Repository files navigation

Goodname

Documentation Crates.io License: MIT

Goodname is a tool to assist you with cool naming of your methods and software. Given a brief description of your method or software, this tool enumerates name candidates forming subsequences of the description (i.e., acronym).

For example, given description "Character-wise Double-array Dictionary" of your software, this tool will suggest some name candidates such as "crawdad" and "cheddar".

Web App

The Web App is the easiest way to try this tool. (This demo movie is at v0.1.1.)

CLI tool

goodname-cli provides a CLI tool of Goodname. The arguments are

  • -w: Input word list (must be sorted, be unique, and include no upper-case letters).
  • -k: Top-k to print (default=30).
  • -l: The maximum number of arbitrary prefix letters to allow for generating recursive acronyms (default=0, must be in 0..=3).

Enter your description using only lowercase letters or a space basically. Set UPPERCASE only for letters that you want to be always included in a name candidate.

$ cargo run --release -p goodname-cli -- -w wordlist/words.txt -k 5
Enter your text:
Character wise Double array Dictionary
Matched 10 candidates
   1 crawdad: ChaRActer Wise Double Array Dictionary (score=2656)
   2 chided: CHaracter wIse DoublE array Dictionary (score=2064)
   3 cheddar: CHaracter wisE Double array DictionARy (score=1862)
   4 carded: ChARacter wise DoublE array Dictionary (score=1744)
   5 creeded: ChaRactEr wisE DoublE array Dictionary (score=1684)

In the above example, subsequence ('C', 'D', 'D') is always contained in the candidates. If you obtain too many or too few candidates, adjust the lettercase setting, as follows.

$ cargo run --release -p goodname-cli -- -w wordlist/words.txt -k 5
Enter your text:
Character wise double array dictionary
Matched 1047 candidates
   1 crawdad: ChaRActer Wise Double Array Dictionary (score=2656)
   2 chresard: CHaRactEr wiSe double ARray Dictionary (score=2244)
   3 chawdron: CHAracter Wise Double aRray dictiONary (score=2200)
   4 chadar: CHAracter wise Double ARray dictionary (score=2176)
   5 chawia: CHAracter WIse double Array dictionary (score=2176)

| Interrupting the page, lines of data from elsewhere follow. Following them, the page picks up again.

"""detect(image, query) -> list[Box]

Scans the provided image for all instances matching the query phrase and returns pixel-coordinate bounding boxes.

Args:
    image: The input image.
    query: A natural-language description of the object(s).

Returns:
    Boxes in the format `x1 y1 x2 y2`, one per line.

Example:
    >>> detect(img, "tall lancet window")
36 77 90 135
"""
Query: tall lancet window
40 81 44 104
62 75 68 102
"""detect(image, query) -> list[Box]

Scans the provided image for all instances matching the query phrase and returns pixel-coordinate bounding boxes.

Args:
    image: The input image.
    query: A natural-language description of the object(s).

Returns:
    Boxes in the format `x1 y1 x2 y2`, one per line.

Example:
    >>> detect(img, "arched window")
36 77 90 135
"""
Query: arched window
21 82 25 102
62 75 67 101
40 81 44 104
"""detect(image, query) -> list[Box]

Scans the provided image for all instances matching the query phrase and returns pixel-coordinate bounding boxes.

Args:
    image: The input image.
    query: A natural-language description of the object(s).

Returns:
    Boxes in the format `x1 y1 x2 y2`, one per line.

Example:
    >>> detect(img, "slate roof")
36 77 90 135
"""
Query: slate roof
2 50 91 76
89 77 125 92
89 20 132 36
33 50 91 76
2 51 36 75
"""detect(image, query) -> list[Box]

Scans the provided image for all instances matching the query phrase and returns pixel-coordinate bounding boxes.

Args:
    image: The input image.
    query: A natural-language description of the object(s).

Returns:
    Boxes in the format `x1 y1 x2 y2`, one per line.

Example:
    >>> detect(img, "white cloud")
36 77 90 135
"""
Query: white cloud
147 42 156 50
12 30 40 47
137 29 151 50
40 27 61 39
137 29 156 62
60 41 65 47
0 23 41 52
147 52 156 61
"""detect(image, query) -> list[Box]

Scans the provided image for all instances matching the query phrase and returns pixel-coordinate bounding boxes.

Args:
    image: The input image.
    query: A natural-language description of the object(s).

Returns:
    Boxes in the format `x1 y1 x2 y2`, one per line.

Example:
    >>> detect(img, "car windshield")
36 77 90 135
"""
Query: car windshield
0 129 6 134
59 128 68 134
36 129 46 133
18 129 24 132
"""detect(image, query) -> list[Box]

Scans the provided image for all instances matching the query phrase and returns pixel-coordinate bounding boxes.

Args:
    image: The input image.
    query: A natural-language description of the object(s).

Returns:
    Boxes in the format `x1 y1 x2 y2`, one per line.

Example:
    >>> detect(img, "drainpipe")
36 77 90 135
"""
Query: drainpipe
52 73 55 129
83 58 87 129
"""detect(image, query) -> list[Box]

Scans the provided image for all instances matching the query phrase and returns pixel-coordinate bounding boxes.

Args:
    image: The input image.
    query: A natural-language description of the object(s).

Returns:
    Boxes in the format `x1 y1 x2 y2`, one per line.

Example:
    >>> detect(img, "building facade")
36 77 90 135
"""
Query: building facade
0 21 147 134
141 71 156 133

Or, you can specify the maximum number of arbitrary prefix letters to allow for generating recursive acronyms.

$ cargo run --release -p goodname-cli -- -w wordlist/words.txt -k 5 -l 2
Enter your text:
Character wise Double array Dictionary
Matched 25 candidates
   1 crawdad: ChaRActer Wise Double Array Dictionary (score=2656)
   2 chided: CHaracter wIse DoublE array Dictionary (score=2064)
   3 UNchided: CHaracter wIse DoublE array Dictionary (score=2064)
   4 Scheduled: CHaracter wisE DoUbLE array Dictionary (score=2032)
   5 cheddar: CHaracter wisE Double array DictionARy (score=1862)

Scoring

The candidates are printed in score order. The scores are assigned based on the following ideas:

  • The more forward letters of each word in a description, the higher the score.
  • The more letters matched, the higher the score.

More formally, given a text $T$ and a set of positions ${ i_1, i_2, \dots, i_m }$ of $T$ such that $T[i_j]$ is not a space, we define the score of the subsequence $T[i_1] T[i_2] \dots T[i_m]$ as

$$ \sum_{j \in [1,m]} 2^{\ell_{\max} - d(i_j)}, $$

where $\ell_{\max}$ is the maximum length of a word obtained by separating $T$ with a space, and $d(i)$ is the distance from $T[i]$ to its preceding space (assuming $T[-1]$ is a space).

Complexity

Enumerating all possible subsequences takes $O(2^n)$ time for an input text of length $n$. To perform this in practical time, we generate subsequences on a trie and early prune those that are not candidates. Furthermore, if the number of candidates exceeds 10k, the process will be forced to terminate.

TODO

  • Devise more reasonable scoring.
  • Prepare richer word dictionaries.

Credits

wordlist/words.txt is a list of English words provided by dwyl/english-words.